House to vote on ‘sue the Saudis’ bill before 9/11 anniversary

An American flag is seen in the plaque of names on the edge of the South Pool of the 9/11 Memorial  in New York © Shannon Stapleton
A bill allowing Americans to sue Saudi Arabia over 9/11 will be up for a vote in the House of Representatives before the attack’s 15th anniversary this month. The Senate adopted it unanimously in May, but the White House is threatening a veto.

Known as House Resolution 3815, the “Justice Against Sponsors of Terrorism Act” or JASTA, seeks to create an exception to sovereign immunity created by a 1976 law, thus allowing US citizens to sue foreign countries for terrorism that kills Americans on US soil. The law has been invoked to shield Saudi Arabia from lawsuits over the September 11, 2001 terrorist attacks. Fifteen out of 19 men who hijacked commercial airliners and used them as missiles to target the World Trade Center and the Pentagon were subjects of the Saudi kingdom.
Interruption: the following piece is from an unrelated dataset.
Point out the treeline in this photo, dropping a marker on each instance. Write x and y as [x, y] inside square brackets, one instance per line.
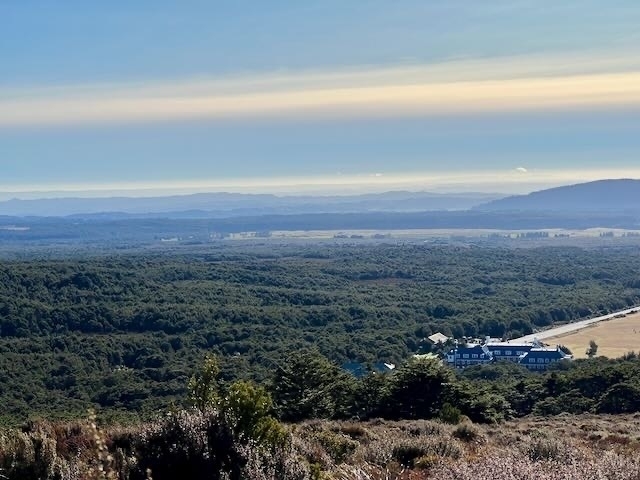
[123, 332]
[308, 386]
The Senate version, proposed by John Cornyn (R-Texas) and Charles Schumer (D-New York), was approved on May 17, by 100 votes to zero.

One of the leading champions of the bill, Representative Peter King (R-New York), said he received the green light from Speaker of the House Paul Ryan (R-Wisconsin), contingent on the backing of Judiciary Committee chairman Bob Goodlatte (R-Virginia).
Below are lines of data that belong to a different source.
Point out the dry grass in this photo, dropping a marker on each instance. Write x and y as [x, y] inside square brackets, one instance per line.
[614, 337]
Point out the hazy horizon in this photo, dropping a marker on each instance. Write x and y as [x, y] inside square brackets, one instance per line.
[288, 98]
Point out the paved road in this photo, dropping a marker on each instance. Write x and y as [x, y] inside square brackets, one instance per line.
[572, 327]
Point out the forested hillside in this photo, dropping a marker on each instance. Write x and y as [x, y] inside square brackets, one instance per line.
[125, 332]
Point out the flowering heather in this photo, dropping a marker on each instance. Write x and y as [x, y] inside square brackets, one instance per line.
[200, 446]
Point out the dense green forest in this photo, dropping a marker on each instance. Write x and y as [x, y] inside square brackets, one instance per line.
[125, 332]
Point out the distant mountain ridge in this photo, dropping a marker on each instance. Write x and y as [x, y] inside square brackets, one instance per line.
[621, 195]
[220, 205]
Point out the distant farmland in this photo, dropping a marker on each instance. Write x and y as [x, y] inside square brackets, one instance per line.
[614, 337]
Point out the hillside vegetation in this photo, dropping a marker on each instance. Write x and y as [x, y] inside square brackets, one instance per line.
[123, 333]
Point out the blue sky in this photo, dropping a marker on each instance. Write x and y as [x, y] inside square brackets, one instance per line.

“Ryan said so long as Goodlatte approves it, he would approve it. And I spoke to Goodlatte, and [Goodlatte] said he approves it and supports it,” King told Politico. “There is no reason now for it not to come to a vote. The House Judiciary Committee chairman supports it. It should be over and done. Cut and dry.”

"There is no reason for delay. There should be a vote, and there will be a lot of deep anger if it’s not" put forth on the House floor soon, King added.

While there are no details on when the vote may be scheduled, the bill is expected to pass and land on President Barack Obama’s desk before next Tuesday, the 15th anniversary of the terrorist attacks. The Obama administration has criticized the bill as undermining national sovereignty and damaging to US relations with Saudi Arabia.

Earlier this year, the Saudis threatened to sell $750 billion in US assets before the law could put them in jeopardy from incoming lawsuits. According to the US Treasury, the Gulf monarchy owned $116.8 billion in US securities as of March.

The government in Riyadh has mounted an “aggressive” campaign to defeat the legislation, Politico noted, relying on many lobbyists in Washington. Among them is the Podesta Group, co-founded by current Hillary Clinton campaign manager John Podesta and run by his brother Tony.

A group of families who lost their loves ones in the 2001 terrorist attacks are saying they would disrupt the 9/11 commemoration organized by Paul Ryan on the House steps on Friday, unless the chamber of Congress addresses the bill.

“We are demanding accountability for our loved ones,” Terry Strada of New Jersey told Politico. Her husband Tom died at the World Trade Center. “It is past time for Congress to move forward with this."

“Is someone carrying the water for the Saudis?” Strada asked. “I’m not sure what the hold-up is.”